I grabbed a cutting board and a few cucumbers and a serrated knife and asked him whether he wanted to help me cut. He looked at me, suddenly attentive. “Really? I get to use a knife? Isn’t that dangerous?”
So we had a little conversation about what made knives dangerous and whether he could use one without cutting himself. He decided that he probably could if he made sure that he was holding far side of the cucumber from where he was cutting. I sat with him for a little while, making sure that he was handling the knife sensibly, and I watched him experiment with different ways of cutting. First he just tried pushing really hard on the cucumber, and then he tried sawing through it. It took him a little while to get the hang of the process. Between each cucumber he looked up at me, smiling, and said “I get to use a knife!” and I told him that we needed to cut the cucumbers somehow and it definitely seemed to me like the best tool for the job.
I had forgotten that knife-usage is a real skill, and that knives, even little serrated steak knives, are real tools that you have to learn to handle. This is a ridiculous thing for me to have forgotten – I remember pretty vividly the first time I ever helped to cook dinner at the student cooperative. The “big cook” laughed at me when I started chopping the onions. I felt dumb and stupid and young. I’d never cooked before. I think of myself as a pretty good cook now, and most people that I cook for seem to agree. One of the reasons that I never learned to cook at my parent’s house was because we didn’t have any good knives, so chopping onions and garlic there was a long and frustrating process. I still don’t like to cook when I’m visiting them. I’ve gotten to be a good cook because I’ve practiced a lot, and I’ve practiced a lot because I think the process is fun, and I think the process is fun because I know how and when to use the tools effectively.
This is true of kitchen knives, it’s true of the soldering iron, it’s true of the simple process of twisting wires around each other to make relatively stable temporary electrical connections.

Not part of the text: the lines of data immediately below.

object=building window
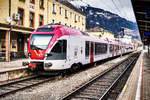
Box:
[40,0,44,8]
[19,0,26,2]
[74,15,77,23]
[30,0,35,4]
[85,41,90,57]
[65,10,68,19]
[70,12,72,19]
[39,15,44,26]
[59,7,62,15]
[29,12,34,27]
[18,8,24,25]
[52,19,55,24]
[52,3,56,14]
[82,18,84,25]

I didn’t really need to give any instruction to our camper about how to use the knife, and beyond a brief explanation of the theories (such as they are) of soldering, or wire-twisting, there’s not a whole lot of useful instruction I can give on those tools either. The objects themselves contain the explanation of how to work them, and the knowledge slowly reveals itself through repeated thoughtful and purposeful use.